Welcome to the Adversarial Robustness Toolbox wiki!

Deep neural networks (DNN) achieve state-of-the-art performance in various tasks in machine learning and artificial intelligence and are providing huge power to AI developers and data scientists. But as it is said, with great power comes great responsibility. Instead of fearing what autonomous AI can do to the human race, there is a greater fear around how the power of AI in the wrong hands can be misused. The quest to understand this phenomenon has turned into an arms race of attack and defense strategies.

Exposing and fixing vulnerabilities in software systems is nothing new. There are multiple insidious ways that malicious or bad actors are finding to exploit vulnerabilities in AI systems. As outlined in this research paper, the potential for adversarial AI to trick both humans and computers is huge. When we are looking at the usage of AI, for example, in self-driving autonomous vehicles, and what a potential image data set contamination can lead to, the results can be really scary.

Researchers, AI developers, and data scientists are getting together to tackle the tough questions:

  • Do we know where every data item in the training and test sets came from and whether they have been tampered with?
  • Do we know how to filter and transform input to AI systems in a wide enough range of ways to have confidence that the outcome is robust?
  • Do we have ways to test the output of classifiers to ensure they are not brittle?
  • A PwC report indicates that adversarial networks are going to be one the top AI trends for 2018. It’s the classic good versus evil fight: “One network, the generator, creates fake data that looks exactly like the real data set. The second network, the discriminator, ingests real and synthetic data. Over time, each network improves, enabling the pair to learn the entire distribution of the given data set.”

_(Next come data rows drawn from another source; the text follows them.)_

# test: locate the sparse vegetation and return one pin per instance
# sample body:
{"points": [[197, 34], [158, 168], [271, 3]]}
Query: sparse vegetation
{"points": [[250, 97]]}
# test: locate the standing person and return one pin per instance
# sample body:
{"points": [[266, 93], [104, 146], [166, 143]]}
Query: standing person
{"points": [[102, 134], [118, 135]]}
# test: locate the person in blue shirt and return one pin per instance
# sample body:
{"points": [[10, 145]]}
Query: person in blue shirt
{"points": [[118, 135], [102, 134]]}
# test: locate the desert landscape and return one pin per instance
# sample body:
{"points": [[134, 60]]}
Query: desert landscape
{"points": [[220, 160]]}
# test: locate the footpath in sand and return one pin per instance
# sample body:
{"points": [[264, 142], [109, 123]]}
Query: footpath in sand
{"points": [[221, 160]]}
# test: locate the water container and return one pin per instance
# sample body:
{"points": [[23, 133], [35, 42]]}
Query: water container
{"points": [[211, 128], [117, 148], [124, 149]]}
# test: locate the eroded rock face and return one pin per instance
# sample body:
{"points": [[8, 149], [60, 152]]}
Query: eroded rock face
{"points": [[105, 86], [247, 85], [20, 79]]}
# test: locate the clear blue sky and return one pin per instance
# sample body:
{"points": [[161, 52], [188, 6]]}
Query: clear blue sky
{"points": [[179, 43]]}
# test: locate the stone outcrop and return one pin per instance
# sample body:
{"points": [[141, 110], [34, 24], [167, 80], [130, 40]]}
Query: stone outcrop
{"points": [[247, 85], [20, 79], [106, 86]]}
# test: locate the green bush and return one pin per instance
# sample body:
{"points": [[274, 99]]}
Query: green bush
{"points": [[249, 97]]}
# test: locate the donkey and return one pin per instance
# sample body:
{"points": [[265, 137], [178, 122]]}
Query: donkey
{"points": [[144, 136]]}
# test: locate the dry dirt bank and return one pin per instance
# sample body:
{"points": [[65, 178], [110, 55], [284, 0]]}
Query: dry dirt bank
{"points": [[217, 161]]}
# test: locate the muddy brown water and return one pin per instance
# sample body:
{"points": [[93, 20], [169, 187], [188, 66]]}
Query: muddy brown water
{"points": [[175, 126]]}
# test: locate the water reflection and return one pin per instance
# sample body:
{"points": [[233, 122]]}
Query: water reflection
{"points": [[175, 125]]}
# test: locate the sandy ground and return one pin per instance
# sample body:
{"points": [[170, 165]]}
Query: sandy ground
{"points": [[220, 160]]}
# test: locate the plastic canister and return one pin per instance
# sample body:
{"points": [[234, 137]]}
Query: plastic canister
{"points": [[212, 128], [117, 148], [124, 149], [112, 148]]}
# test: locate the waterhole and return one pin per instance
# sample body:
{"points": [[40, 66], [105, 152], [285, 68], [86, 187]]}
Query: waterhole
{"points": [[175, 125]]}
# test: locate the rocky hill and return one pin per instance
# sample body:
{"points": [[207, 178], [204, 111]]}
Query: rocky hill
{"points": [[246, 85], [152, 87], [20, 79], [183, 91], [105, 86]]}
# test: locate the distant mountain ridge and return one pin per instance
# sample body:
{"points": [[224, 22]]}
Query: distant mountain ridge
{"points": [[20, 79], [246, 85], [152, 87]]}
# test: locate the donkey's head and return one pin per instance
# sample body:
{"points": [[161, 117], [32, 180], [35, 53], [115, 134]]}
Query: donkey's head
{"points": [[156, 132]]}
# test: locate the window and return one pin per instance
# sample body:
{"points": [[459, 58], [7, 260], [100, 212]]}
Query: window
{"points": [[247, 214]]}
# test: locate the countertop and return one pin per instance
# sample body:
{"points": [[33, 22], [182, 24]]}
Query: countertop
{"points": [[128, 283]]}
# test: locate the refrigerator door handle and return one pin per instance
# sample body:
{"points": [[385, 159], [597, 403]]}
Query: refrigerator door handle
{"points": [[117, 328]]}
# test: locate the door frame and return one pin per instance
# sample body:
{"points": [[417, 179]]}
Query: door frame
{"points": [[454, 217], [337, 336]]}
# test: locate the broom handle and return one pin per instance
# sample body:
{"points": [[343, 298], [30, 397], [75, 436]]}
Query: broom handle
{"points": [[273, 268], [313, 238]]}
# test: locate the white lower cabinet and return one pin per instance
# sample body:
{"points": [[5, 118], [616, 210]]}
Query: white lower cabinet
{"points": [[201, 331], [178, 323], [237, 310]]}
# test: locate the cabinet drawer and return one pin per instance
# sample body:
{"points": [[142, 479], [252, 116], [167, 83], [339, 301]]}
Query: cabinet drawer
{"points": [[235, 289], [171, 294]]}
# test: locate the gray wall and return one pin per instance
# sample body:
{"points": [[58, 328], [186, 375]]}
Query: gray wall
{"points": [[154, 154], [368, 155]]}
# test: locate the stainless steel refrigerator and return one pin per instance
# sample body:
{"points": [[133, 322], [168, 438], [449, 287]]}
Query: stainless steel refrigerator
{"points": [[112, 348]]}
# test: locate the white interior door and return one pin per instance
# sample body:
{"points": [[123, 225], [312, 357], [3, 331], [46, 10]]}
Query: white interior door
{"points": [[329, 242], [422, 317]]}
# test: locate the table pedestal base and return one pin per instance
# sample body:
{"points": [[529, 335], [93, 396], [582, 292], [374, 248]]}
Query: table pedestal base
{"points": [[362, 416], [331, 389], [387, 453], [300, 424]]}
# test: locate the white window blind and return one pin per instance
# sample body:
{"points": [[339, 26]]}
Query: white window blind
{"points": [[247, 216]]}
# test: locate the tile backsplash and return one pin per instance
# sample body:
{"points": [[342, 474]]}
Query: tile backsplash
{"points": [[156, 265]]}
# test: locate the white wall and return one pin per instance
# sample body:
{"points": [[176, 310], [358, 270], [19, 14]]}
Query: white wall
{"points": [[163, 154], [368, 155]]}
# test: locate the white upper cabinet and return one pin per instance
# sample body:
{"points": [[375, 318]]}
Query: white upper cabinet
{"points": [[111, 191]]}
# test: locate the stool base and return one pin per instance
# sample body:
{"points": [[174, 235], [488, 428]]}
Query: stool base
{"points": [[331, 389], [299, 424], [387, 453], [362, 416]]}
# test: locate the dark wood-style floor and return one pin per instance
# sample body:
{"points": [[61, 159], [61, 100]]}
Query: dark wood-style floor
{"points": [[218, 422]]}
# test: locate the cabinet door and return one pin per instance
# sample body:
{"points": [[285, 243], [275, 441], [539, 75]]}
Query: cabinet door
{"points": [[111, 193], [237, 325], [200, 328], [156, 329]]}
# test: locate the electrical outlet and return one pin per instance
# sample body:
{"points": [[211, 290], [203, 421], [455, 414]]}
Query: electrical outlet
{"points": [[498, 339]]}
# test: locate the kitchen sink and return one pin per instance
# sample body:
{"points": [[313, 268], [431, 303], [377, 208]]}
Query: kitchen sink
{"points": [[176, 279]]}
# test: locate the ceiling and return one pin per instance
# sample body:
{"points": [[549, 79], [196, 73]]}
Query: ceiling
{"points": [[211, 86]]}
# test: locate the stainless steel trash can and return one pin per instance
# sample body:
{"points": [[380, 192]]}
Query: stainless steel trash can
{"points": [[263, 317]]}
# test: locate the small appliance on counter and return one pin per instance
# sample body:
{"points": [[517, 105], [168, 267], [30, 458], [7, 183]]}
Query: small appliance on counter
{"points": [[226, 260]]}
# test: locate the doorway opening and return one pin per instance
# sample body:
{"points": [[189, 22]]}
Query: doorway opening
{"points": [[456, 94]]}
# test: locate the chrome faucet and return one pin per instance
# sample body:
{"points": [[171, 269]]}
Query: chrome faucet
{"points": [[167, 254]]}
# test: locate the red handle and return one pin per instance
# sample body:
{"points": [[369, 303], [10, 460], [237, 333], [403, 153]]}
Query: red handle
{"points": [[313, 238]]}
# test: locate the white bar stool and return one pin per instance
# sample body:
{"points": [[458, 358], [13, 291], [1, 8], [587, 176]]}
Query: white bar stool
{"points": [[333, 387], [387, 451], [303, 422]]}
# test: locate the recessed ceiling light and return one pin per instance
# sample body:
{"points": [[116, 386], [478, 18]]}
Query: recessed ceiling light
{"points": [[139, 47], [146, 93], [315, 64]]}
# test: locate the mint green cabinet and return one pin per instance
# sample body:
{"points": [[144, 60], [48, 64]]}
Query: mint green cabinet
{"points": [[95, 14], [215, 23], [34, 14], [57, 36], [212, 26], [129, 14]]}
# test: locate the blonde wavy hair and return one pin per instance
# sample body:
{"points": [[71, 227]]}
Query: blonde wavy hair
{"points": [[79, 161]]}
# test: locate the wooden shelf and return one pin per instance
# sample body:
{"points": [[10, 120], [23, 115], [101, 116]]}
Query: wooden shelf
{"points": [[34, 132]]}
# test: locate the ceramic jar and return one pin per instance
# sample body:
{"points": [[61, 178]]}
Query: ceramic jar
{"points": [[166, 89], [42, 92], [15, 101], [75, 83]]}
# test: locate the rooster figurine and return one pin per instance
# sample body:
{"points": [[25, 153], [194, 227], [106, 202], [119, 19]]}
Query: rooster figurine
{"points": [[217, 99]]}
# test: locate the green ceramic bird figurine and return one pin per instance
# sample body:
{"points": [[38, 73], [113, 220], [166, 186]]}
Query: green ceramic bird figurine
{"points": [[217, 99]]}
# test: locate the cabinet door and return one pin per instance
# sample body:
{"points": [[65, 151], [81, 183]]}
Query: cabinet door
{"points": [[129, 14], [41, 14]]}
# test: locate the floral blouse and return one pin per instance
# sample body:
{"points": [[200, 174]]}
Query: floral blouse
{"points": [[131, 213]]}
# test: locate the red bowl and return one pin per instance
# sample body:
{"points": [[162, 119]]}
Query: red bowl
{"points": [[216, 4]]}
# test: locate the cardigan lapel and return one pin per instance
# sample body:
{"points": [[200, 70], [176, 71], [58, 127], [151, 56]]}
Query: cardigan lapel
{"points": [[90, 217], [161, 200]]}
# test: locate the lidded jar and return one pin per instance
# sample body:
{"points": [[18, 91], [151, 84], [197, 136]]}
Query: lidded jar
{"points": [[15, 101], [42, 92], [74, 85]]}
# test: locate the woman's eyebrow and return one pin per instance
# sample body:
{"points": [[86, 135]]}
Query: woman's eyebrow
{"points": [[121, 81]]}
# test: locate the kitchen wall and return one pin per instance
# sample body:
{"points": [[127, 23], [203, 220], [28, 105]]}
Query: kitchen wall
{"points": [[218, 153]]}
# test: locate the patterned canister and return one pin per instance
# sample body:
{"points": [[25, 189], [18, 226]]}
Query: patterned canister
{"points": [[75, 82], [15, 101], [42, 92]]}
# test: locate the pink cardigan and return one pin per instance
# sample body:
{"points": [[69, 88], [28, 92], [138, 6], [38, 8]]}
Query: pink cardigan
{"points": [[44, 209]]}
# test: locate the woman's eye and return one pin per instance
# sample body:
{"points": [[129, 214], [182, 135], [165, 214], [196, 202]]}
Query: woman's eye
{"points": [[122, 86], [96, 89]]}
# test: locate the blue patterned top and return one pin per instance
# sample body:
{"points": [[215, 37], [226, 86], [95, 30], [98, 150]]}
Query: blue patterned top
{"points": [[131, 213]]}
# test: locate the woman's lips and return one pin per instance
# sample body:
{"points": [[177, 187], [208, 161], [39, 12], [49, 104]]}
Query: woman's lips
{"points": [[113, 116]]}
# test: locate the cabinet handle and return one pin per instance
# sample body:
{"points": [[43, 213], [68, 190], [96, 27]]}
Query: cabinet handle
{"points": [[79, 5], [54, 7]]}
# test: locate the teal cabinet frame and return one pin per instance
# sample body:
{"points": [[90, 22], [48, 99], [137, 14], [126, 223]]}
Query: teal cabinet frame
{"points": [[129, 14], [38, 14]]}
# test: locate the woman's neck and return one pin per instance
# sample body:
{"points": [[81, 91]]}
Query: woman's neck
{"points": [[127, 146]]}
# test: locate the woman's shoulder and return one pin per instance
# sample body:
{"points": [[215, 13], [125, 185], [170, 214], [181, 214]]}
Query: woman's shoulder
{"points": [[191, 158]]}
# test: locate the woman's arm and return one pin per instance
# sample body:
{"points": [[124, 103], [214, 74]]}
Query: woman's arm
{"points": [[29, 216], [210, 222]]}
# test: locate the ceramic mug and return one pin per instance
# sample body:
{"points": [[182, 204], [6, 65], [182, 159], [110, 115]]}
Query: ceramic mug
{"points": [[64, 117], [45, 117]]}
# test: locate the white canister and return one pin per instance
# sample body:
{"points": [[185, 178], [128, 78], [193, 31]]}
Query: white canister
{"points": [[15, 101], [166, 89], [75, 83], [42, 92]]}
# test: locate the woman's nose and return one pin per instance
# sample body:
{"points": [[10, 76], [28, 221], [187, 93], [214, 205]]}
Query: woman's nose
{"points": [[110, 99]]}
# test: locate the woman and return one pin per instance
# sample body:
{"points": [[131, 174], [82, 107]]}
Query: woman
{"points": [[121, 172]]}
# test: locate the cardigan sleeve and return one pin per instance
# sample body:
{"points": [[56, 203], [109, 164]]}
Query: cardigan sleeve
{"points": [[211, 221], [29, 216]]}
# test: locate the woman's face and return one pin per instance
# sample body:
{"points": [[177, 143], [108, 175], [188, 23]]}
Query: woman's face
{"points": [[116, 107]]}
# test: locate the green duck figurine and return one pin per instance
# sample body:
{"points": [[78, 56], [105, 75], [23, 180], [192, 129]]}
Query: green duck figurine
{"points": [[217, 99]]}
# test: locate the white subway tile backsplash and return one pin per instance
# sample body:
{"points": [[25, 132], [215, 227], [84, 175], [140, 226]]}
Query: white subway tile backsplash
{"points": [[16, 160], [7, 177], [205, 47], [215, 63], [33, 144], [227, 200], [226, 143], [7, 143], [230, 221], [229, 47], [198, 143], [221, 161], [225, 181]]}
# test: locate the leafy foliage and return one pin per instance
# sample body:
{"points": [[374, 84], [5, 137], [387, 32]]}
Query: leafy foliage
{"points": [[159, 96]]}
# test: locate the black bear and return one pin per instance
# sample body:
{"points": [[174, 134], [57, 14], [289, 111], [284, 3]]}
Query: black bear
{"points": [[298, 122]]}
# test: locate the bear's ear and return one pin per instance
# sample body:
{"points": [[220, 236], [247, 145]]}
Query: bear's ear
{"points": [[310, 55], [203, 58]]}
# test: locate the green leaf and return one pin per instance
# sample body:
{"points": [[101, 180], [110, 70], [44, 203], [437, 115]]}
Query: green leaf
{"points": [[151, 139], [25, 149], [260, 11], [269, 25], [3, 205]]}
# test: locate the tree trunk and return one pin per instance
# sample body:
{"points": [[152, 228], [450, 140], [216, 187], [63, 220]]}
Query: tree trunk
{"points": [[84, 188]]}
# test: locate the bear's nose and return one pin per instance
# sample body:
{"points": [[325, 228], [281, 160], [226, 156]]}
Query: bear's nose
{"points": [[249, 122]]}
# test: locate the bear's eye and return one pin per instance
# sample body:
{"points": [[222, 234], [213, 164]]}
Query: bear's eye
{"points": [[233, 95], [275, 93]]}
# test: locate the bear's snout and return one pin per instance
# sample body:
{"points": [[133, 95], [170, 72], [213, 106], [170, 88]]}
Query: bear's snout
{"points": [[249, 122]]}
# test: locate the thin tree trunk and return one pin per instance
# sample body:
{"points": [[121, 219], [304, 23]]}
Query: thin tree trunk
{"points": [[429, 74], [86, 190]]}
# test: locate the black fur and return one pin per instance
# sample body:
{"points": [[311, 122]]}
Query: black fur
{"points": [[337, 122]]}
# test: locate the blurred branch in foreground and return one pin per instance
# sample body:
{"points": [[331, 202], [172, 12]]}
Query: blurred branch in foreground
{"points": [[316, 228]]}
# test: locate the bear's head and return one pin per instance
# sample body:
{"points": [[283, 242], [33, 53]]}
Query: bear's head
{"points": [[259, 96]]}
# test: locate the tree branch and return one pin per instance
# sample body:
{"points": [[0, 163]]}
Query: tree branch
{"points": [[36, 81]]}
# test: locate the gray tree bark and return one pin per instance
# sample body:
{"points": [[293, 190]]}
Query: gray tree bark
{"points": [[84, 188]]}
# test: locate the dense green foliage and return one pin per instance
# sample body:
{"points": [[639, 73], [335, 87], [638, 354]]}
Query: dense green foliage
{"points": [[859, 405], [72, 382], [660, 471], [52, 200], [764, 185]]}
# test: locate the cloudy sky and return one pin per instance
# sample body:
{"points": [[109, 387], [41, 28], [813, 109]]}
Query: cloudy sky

As Val Bercovici, Founder and CEO of PencilDATA, explains “…before companies train AI software using the data they’ve collected, they have to be certain that the data is authentic, that it has been cleansed, that the people behind the datapoints have been honest in their answers.”

Announcing the Adversarial Robustness Toolbox

To counter these threats, IBM Research Ireland is releasing the Adversarial Robustness Toolbox (ART), a software library to support both researchers and developers in defending DNNs against adversarial attacks, making AI systems more secure.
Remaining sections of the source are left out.